Last week in our blog, Austin wrote about how it is fun to golf with others.  While it is very fun to golf with others and is something I enjoy very much, I have empathy with those who would rather not be paired up with strangers at the golf course.  Sometimes, we all just want a relaxing solo round to ourselves or a nice round with the one friend we brought with us.  Evening twilight rounds or really early morning tee times can still allow for this type of round, but most rounds played at busy times will likely not give you that luxury. 

Golf courses have to pair people up to achieve a steady pace of play and to also ensure the maximum number of golfers can use the course on a given day.  Since this is something you will likely experience at many golf courses you may play, I wanted to talk about some tips to help make your paired up round stress-free and fun!

Tip #1: Maintain Pace of Play

I think one of the biggest misconceptions I have seen related to pairing up is that people may not enjoy playing with you based on skill level. Many people do not want to play with strangers because they feel they are not good and do not want to interfere with a stranger’s round.  From what I have seen working at the American Classic Golf Club and playing many other golf courses, people do not care how good you are.  What they care about is how fast you play.  It does not matter what you score and shooting a 110+ can still be enjoyable with any person, regardless of skill level, if you do not hinder pace of play and pick up when necessary.  So, play fast and have a great round with players of all skill levels!
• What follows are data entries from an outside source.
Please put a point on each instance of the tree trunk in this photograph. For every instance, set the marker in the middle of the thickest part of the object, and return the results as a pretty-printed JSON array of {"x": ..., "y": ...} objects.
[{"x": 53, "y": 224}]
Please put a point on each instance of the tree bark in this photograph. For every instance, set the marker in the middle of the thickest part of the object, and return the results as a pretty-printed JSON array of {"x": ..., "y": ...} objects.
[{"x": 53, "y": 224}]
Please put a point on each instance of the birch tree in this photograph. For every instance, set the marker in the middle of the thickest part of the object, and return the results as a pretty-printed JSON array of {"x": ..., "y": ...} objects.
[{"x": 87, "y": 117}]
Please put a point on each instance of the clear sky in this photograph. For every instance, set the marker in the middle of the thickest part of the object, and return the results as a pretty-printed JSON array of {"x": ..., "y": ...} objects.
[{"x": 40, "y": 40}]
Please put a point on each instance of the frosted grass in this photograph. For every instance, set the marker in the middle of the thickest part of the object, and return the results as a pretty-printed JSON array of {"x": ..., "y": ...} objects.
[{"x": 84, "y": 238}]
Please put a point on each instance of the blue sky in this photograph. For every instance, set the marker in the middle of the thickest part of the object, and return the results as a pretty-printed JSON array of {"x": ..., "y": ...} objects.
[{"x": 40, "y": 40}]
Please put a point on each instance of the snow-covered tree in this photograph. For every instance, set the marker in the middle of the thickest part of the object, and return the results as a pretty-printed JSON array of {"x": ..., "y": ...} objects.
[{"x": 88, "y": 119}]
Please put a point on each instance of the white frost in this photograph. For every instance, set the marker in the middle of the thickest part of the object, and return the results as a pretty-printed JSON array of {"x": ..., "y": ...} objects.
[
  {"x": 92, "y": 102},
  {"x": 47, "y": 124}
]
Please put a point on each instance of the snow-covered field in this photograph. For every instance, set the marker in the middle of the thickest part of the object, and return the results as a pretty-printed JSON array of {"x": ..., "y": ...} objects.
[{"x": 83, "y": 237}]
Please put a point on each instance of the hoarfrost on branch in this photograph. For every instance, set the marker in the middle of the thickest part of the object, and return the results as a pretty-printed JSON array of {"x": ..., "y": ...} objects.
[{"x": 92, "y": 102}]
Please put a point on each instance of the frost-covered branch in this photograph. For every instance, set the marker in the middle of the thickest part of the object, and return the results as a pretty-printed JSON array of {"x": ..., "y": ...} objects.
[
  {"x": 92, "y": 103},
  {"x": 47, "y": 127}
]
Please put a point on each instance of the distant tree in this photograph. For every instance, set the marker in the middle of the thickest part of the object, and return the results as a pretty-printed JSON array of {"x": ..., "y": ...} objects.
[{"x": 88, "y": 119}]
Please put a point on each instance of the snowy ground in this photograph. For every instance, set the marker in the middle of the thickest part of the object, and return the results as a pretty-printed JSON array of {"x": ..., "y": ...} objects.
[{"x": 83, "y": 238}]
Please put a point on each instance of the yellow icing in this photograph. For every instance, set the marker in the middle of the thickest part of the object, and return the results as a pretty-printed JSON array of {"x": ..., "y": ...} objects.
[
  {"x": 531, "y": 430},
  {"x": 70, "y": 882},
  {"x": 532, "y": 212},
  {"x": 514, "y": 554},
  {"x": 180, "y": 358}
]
Tip #2: Play the Tee Boxes for Your Game

A good way to keep pace with any player is to play the tees that best fit your game. If you are paired with experienced golfers who decide to play from the back tees, do not feel like you have to play back there with them.  Playing from forward tees will not only make your round more enjoyable but will also help keep your group moving.  

Tip #3: Play One Ball

It can certainly be annoying getting grouped with somebody who constantly drops 2-3 balls onto the tee after their first tee shot. This not only slows the pace of play within your group and the course, but it can also hinder your playing partners rounds.  Some people might not know they are not supposed to do that, so if you happen to get paired up with somebody who is constantly doing this, politely asking them to play one ball will likely get them to stop.  If the course is not too busy and your group is on board, then by all means play an extra shot or two here and there but avoid doing this right out of the gate.  

Tip #4: Don’t Show Off 

For more experienced golfers, I think the easiest way to ruin a golf round with strangers is to show off.  Constantly talking about how good you are and always looking to one-up you’re playing partners can make for an annoying round. Many people you may be paired up with are not looking for competition and did not show up to the course to watch how good you are.  Play your game as you want to the best of your ability but avoid showing off to your playing partners!  

Tip #5: Be Friendly 

This is a good way to be in anything you do, but this is especially true in golf.  Even if you are unhappy to be paired, there is no reason to be rude to your playing partners.  There is no need to be ultra-social and outgoing, and it is totally fine to do your own thing on the course by yourself or with your one friend you came to the course with.  Regardless, being friendly and somewhat social with your playing partners will make for a great round no matter who you are paired with.  

I understand the pressures that can come with playing with strangers.  I used to dread being paired up with strangers too, but now I enjoy it.  Stick to these tips and keep an open mind, and who knows you may just meet some great people in the process!

-Sam Cresta, Assistant Golf Professional at American Classic GC

7 replies
  1. Rick Jones
    Rick Jones says:

    Thanks for sharing that a good way to keep pace with a player is to play the tees. I want to play more golf. So this could help me stay at the pace of everyone else.

  2. Jeff Carbine
    Jeff Carbine says:

    I like how you mentioned this not only slows down the speed of play within your group and on the course, but it can also make it difficult for your playing companions to complete their rounds. When I was in college I think about it differently, there is really numerous information in this article that helps me. I’m grateful for your advice about the country club golf course.

  3. judebray
    judebray says:

    Thanks austin for sharing goon information for golfer, i would recommend the newbie should go with friends so he or she take interest and engaged in the golf game.

  4. Tony
    Tony says:

    All those points are good advice. Playing from the appropriate tees for your ability, and being ready to play when it’s your turn, are both very important. No one minds a player going through their routine, but they should be ready and have their mind made up – or very nearly so – when it’s their turn. That’s half the battle. Of course, there are players whose routines could do with a bit of speeding up as well. I used to compete nationally long ago as a junior player and there was a guy called Frost who we hated playing with because he used to “freeze” over the ball. No one knew whether he came to be called Frost before he took up golf or afterward, but a bucket of warm water was badly needed whenever you played with him.

  5. Daisy James
    Daisy James says:

    I loved how you said to play with people who have different skill levels. My aunt and uncle were at my house yesterday afternoon for lunch, and they talked about how they want to move to an area with a private golf club, and they talked about how they would love to take me with them to go golfing sometime. I’ll pass this information along to them once they find a club to join.